From: Andy Lutomirski
Date: Mon Dec 05 2016 - 13:11:55 EST


On Sun, Dec 4, 2016 at 3:04 PM, Vegard Nossum <vegard.nossum@xxxxxxxxx> wrote:
> On 23 November 2016 at 20:58, Dave Jones <davej@xxxxxxxxxxxxxxxxx> wrote:
>> On Wed, Nov 23, 2016 at 02:34:19PM -0500, Dave Jones wrote:
>>
>> > [ 317.689216] BUG: Bad page state in process kworker/u8:8 pfn:4d8fd4
>> > trace from just before this happened. Does this shed any light ?
>> >
>> > https://codemonkey.org.uk/junk/trace.txt
>>
>> crap, I just noticed the timestamps in the trace come from quite a bit
>> later. I'll tweak the code to do the taint checking/ftrace stop after
>> every syscall, that should narrow the window some more.
>
> FWIW I hit this as well:
>
> BUG: unable to handle kernel paging request at ffffffff81ff08b7

We really ought to improve this message. If nothing else, it should
say whether it was a read, a write, or an instruction fetch.

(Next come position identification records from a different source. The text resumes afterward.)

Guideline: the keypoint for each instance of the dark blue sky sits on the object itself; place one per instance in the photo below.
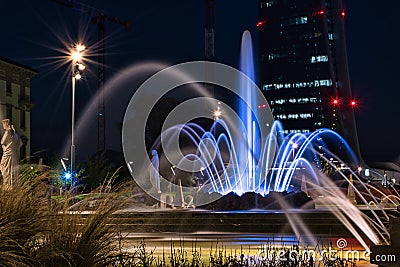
(172, 32)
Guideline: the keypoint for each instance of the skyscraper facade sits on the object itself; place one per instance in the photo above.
(303, 65)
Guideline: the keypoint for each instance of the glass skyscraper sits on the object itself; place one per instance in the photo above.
(303, 65)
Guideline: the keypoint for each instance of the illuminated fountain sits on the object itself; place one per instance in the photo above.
(234, 156)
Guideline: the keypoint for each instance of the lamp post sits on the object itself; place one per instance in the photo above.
(76, 67)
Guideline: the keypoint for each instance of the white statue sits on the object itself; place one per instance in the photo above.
(10, 143)
(154, 172)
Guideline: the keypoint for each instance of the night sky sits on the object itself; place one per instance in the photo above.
(35, 33)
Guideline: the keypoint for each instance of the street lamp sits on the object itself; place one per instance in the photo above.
(76, 68)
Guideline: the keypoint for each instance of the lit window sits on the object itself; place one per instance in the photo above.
(269, 3)
(298, 21)
(321, 58)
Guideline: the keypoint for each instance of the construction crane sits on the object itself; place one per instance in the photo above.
(99, 17)
(209, 41)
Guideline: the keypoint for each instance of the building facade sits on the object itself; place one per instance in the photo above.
(15, 101)
(303, 66)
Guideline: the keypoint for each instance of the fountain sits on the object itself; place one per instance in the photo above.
(243, 152)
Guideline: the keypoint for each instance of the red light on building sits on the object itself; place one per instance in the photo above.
(260, 23)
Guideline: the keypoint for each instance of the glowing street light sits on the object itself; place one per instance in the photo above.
(76, 68)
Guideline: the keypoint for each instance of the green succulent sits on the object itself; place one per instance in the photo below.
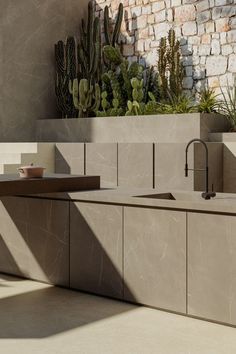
(208, 102)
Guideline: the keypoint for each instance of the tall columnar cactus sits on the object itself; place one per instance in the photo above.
(174, 64)
(86, 97)
(66, 70)
(162, 68)
(170, 69)
(89, 47)
(112, 34)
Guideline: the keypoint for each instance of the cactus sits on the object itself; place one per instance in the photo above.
(89, 47)
(133, 109)
(112, 35)
(113, 55)
(66, 70)
(170, 69)
(86, 97)
(136, 106)
(137, 92)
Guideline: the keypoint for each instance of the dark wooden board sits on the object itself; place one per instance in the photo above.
(11, 185)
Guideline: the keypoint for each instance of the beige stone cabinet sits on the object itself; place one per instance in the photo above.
(96, 246)
(212, 266)
(155, 258)
(34, 239)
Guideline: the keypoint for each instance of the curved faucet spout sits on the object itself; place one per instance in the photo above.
(206, 194)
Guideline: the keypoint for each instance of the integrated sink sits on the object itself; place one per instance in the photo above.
(168, 196)
(178, 196)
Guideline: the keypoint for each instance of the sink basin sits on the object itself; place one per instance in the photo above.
(178, 196)
(167, 196)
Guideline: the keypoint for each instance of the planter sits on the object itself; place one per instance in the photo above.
(223, 137)
(172, 128)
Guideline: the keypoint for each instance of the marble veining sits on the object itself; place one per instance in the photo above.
(36, 237)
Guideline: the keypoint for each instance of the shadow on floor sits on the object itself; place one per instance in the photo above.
(46, 312)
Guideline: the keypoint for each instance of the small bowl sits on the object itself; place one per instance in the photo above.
(31, 171)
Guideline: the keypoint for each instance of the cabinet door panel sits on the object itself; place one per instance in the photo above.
(155, 258)
(212, 267)
(96, 249)
(34, 239)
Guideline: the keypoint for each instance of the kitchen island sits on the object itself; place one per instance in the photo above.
(171, 250)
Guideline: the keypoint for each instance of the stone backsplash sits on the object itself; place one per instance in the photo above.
(207, 30)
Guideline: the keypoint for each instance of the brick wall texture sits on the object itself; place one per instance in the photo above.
(207, 30)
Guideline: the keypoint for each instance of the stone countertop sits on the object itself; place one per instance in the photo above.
(12, 185)
(182, 200)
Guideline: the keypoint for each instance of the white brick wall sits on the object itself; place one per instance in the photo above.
(209, 27)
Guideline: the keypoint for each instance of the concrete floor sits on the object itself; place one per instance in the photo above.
(37, 318)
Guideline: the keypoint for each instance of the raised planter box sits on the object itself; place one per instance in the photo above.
(172, 128)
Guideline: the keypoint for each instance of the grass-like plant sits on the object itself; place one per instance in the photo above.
(208, 102)
(182, 103)
(228, 105)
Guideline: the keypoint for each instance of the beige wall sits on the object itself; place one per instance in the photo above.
(28, 31)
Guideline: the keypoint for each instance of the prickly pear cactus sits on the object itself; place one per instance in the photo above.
(86, 97)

> IP: [<ffffffff8135f2ea>] __lock_acquire.isra.32+0xda/0x1a30
> PGD 461e067 PUD 461f063
> PMD 1e001e1

Too lazy to manually decode this right now, but I don't think it matters.

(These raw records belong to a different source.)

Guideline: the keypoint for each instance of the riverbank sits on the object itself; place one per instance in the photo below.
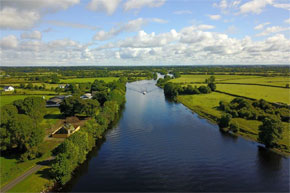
(205, 105)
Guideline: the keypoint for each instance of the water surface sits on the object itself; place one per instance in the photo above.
(159, 145)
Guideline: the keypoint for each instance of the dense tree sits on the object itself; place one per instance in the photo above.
(270, 131)
(225, 120)
(171, 90)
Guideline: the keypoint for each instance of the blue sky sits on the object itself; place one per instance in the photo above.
(144, 32)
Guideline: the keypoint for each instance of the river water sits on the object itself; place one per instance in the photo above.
(160, 145)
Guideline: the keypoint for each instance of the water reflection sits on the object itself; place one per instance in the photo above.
(159, 145)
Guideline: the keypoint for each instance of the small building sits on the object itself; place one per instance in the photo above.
(65, 131)
(8, 88)
(61, 86)
(86, 96)
(53, 102)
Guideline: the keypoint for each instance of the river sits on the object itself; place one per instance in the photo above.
(159, 145)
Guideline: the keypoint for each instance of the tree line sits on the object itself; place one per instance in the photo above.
(19, 128)
(104, 108)
(272, 117)
(172, 90)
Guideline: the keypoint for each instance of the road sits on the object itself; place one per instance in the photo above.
(23, 176)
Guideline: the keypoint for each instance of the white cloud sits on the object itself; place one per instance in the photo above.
(31, 35)
(139, 4)
(71, 24)
(255, 6)
(130, 26)
(261, 26)
(282, 6)
(287, 21)
(227, 6)
(182, 12)
(109, 6)
(205, 27)
(9, 42)
(273, 29)
(214, 17)
(190, 45)
(10, 18)
(24, 14)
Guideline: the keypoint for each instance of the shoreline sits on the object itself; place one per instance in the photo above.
(213, 119)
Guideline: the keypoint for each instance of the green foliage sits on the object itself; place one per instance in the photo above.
(270, 131)
(204, 89)
(19, 126)
(225, 120)
(171, 89)
(72, 106)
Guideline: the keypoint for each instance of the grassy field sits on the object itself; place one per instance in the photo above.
(271, 94)
(11, 167)
(9, 99)
(84, 80)
(206, 106)
(275, 81)
(186, 79)
(240, 79)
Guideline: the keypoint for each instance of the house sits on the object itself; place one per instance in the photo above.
(54, 102)
(86, 96)
(8, 88)
(65, 131)
(61, 86)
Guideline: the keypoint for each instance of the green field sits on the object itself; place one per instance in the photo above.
(240, 79)
(271, 94)
(9, 99)
(206, 106)
(85, 80)
(11, 167)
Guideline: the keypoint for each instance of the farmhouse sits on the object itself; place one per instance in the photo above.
(86, 96)
(65, 131)
(8, 88)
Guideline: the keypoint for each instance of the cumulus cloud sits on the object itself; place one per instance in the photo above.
(273, 29)
(255, 6)
(227, 6)
(261, 26)
(282, 5)
(11, 18)
(214, 17)
(130, 26)
(182, 12)
(15, 14)
(138, 4)
(9, 42)
(31, 35)
(71, 24)
(109, 6)
(190, 45)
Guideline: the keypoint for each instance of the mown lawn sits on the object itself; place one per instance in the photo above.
(186, 79)
(11, 167)
(7, 99)
(85, 80)
(271, 94)
(276, 81)
(245, 79)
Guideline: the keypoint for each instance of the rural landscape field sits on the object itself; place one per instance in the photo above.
(144, 96)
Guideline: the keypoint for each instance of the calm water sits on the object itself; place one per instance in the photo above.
(162, 146)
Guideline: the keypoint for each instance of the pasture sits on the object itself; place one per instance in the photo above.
(86, 80)
(271, 94)
(4, 100)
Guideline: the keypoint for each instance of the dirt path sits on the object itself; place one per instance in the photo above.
(23, 176)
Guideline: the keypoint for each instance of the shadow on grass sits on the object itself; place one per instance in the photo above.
(53, 116)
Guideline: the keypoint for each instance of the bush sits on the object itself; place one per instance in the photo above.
(225, 120)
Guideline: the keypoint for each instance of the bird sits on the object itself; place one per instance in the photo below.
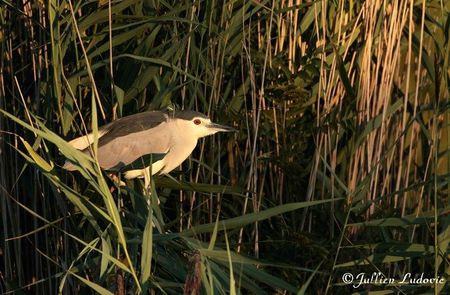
(172, 133)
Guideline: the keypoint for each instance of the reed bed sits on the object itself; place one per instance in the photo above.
(340, 165)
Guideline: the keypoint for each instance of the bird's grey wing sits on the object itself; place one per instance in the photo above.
(132, 124)
(123, 150)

> Oops: 0003 [#1] PREEMPT SMP KASAN

Note this is SMP, but that just means CONFIG_SMP=y. Vegard, how many
CPUs does your kernel think you have?

> RIP: 0010:[<ffffffff8135f2ea>] [<ffffffff8135f2ea>]
> __lock_acquire.isra.32+0xda/0x1a30
> RSP: 0018:ffff8801bab8f730 EFLAGS: 00010082
> RAX: ffffffff81ff071f RBX: 0000000000000000 RCX: 0000000000000000

RAX points to kernel text.

> Code: 89 4d b8 44 89 45 c0 89 4d c8 4c 89 55 d0 e8 ee c3 ff ff 48 85
> c0 4c 8b 55 d0 8b 4d c8 44 8b 45 c0 4c 8b 4d b8 0f 84 c6 01 00 00 <3e>
> ff 80 98 01 00 00 49 8d be 48 07 00 00 48 ba 00 00 00 00 00

2b: 3e ff 80 98 01 00 00 incl %ds:*0x198(%rax) <--
trapping instruction

That's very strange. I think this is:

atomic_inc((atomic_t *)&class->ops);

but my kernel contains:

3cb4: f0 ff 80 98 01 00 00 lock incl 0x198(%rax)

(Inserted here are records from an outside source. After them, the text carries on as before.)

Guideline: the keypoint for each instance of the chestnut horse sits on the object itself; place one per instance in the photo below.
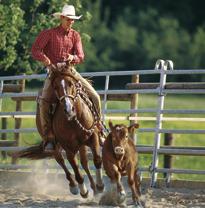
(74, 125)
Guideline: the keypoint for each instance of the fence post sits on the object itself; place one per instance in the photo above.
(168, 138)
(134, 105)
(159, 66)
(18, 120)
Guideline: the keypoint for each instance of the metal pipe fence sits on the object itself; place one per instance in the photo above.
(164, 69)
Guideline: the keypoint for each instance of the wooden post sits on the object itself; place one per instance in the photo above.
(134, 105)
(18, 120)
(168, 138)
(4, 135)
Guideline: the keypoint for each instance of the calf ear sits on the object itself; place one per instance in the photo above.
(110, 124)
(132, 127)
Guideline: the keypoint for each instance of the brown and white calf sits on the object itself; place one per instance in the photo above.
(120, 158)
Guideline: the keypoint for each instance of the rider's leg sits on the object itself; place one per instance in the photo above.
(45, 116)
(93, 95)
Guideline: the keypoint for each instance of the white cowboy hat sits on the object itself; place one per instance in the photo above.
(67, 11)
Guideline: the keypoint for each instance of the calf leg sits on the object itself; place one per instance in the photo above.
(131, 172)
(115, 177)
(97, 160)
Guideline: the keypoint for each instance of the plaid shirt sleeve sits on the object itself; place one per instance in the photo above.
(39, 44)
(78, 50)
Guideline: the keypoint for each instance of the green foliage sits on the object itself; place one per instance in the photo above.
(124, 35)
(11, 25)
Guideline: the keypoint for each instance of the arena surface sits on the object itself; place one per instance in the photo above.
(31, 190)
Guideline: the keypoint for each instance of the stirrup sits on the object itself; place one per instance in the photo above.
(49, 147)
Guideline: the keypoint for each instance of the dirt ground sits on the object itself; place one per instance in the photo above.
(31, 190)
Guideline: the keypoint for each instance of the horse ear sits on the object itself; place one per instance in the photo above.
(110, 124)
(132, 127)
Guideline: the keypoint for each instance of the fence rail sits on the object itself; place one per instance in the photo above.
(131, 89)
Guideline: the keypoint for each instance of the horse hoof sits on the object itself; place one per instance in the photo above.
(121, 197)
(100, 188)
(74, 190)
(85, 195)
(138, 204)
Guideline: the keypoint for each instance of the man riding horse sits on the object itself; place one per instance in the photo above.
(61, 44)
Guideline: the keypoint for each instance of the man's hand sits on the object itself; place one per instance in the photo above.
(47, 62)
(70, 58)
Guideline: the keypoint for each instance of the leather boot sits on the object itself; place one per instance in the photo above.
(46, 124)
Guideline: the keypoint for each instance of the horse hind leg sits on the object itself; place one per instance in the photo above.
(84, 163)
(72, 184)
(78, 176)
(97, 160)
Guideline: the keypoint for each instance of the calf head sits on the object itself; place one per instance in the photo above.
(120, 136)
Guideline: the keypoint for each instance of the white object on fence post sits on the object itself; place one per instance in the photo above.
(105, 96)
(1, 91)
(162, 66)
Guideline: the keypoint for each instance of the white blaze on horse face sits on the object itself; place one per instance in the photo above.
(68, 104)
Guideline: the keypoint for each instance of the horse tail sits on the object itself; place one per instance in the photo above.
(33, 153)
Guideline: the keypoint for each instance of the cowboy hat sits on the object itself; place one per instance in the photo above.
(67, 11)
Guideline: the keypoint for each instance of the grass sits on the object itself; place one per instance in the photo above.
(145, 101)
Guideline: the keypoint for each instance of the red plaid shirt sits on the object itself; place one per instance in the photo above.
(57, 44)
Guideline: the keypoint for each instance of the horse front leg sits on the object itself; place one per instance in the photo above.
(78, 176)
(97, 160)
(60, 160)
(84, 163)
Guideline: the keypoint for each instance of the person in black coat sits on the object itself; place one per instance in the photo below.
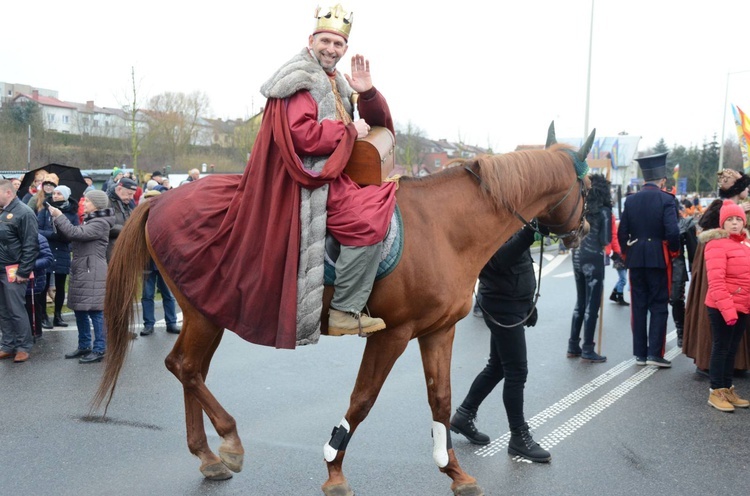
(36, 300)
(60, 247)
(649, 238)
(588, 270)
(506, 297)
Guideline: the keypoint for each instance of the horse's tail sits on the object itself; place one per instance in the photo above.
(130, 258)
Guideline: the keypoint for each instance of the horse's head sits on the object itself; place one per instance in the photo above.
(566, 216)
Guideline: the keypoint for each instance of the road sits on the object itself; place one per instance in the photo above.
(612, 428)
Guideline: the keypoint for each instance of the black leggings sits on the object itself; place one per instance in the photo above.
(507, 361)
(725, 341)
(59, 290)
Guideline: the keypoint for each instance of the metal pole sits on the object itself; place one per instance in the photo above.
(588, 77)
(28, 152)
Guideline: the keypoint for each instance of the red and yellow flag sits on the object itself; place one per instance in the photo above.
(743, 133)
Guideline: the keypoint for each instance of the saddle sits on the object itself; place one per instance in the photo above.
(393, 248)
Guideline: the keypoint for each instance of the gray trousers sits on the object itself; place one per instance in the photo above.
(356, 269)
(14, 321)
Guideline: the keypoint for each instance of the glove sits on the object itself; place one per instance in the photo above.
(531, 321)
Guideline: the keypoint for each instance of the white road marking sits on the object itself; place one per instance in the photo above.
(588, 413)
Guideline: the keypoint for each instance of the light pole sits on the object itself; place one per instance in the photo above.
(724, 122)
(588, 77)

So your kernel has been smp-alternatived. That 3e comes from
alternatives_smp_unlock. If you're running on SMP with UP
alternatives, things will break.

What's your kernel command line? Can we have your entire kernel log from boot?

Adding Borislav, since he's the guru for this code.